As palavras não atingiam os lábios. Ele não sabia o que fazer. Subsequente ao
silêncio, deu quatro passos para trás e sentou no sofá.
Como uma leoa, a
ninfeta avançou até Anderson e “pulou” nas suas pernas. Ele se sentiu acuado
como uma presa indefesa e não conseguia articular o raciocínio.

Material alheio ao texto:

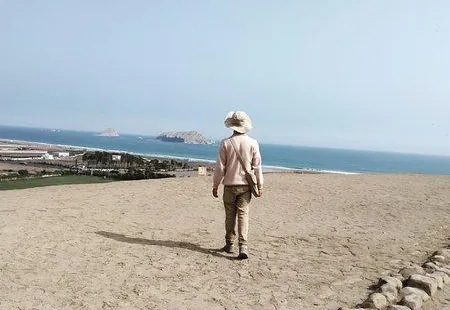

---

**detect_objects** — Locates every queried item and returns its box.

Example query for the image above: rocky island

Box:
[156,131,214,144]
[98,128,119,137]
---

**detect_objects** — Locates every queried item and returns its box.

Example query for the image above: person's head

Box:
[225,111,253,134]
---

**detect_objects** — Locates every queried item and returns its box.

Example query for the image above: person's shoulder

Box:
[219,138,230,146]
[247,136,259,145]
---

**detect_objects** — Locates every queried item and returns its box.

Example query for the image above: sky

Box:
[0,0,450,155]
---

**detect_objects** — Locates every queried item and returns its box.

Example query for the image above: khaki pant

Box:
[223,185,252,247]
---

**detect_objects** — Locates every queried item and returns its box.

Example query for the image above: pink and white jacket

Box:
[213,134,264,188]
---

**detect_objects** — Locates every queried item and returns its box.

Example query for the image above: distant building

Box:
[42,153,55,159]
[56,152,70,157]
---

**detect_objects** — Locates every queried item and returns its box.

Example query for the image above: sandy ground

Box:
[0,174,450,310]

Verdadeiramente, Anderson era puro instinto e explodiu em excitação. Boca
feminina no pescoço masculino. Respirações ofegantes. Beijos e mais beijos de
língua. Vestido branco rasgado. Lingerie laranja de renda. Peças íntimas pelo
chão. Corpo nu revelado. Curvas acariciadas. Paladar degusta o clímax. Conexão
lenta, mediana e rápida. Gemidos agudos incidem na audição do lobo. A leoa é
transformada em presa. Um fio de racionalidade ataca a mente sisuda: “eis a química perfeita”. O instinto
extirpa o vestígio invasor. Homem e mulher. Equilíbrio sensitivo. As energias
masculina e feminina se fundem. Corpo uno. Apogeu do prazer. Regozijo. Suor
frio. Silêncio no espaço. Batimentos cardíacos desaceleram...
– Preciso ir.
Até amanhã!
– Até amanhã! –
responde Anderson.
– Mais uma vez,
deixe a porta entreaberta.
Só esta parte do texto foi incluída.